Planned Parenthood released a statement calling the bill “primarily a political tactic of those who oppose safe and legal abortion,” and, citing a census of known abortion providers, said that fewer than 1 in 10 abortion clinics are in majority black neighborhoods.

Earlier Thursday, the House passed by a 74-43 vote a bill that creates a legal definition of an unborn child and makes it a separate crime if an unborn child is harmed or killed when a pregnant woman is injured or dies as the result of a crime.

The language defining unborn child is already in federal law, defining it as “a member of the species homo sapiens, at any stage of development, who is carried in the womb.” The same, or similar language is in place in several other states.

But opponents said it opens the door in Florida to broader protections for embryos, which could lead to infringements on the right to abortion.

Rep Elaine Schwartz, D-Hollywood, said the bill “elevated the status of a fertilized egg” to that of a full human being.

But Rep.
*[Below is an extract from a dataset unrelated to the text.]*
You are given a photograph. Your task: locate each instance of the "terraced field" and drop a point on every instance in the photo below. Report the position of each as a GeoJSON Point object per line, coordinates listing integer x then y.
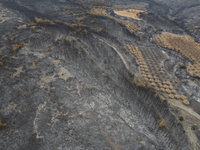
{"type": "Point", "coordinates": [151, 66]}
{"type": "Point", "coordinates": [183, 44]}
Ray Rodrigues said most members of the House, and many people in Florida, already believe that unborn children are living human beings, and made no apologies for trying to extend additional protections to them that go as far as possible under the law of the land. He told a story about how he, like other expecting parents, talked to his child in the womb, and that when his son was born during a complication in his wife’s pregnancy and at first was unresponsive, the child responded to his voice.

“The real question is, are the unborn worthy of our protection?” said Rodrigues, R-Estero. “….They are alive, and they are children and they deserve our protection.”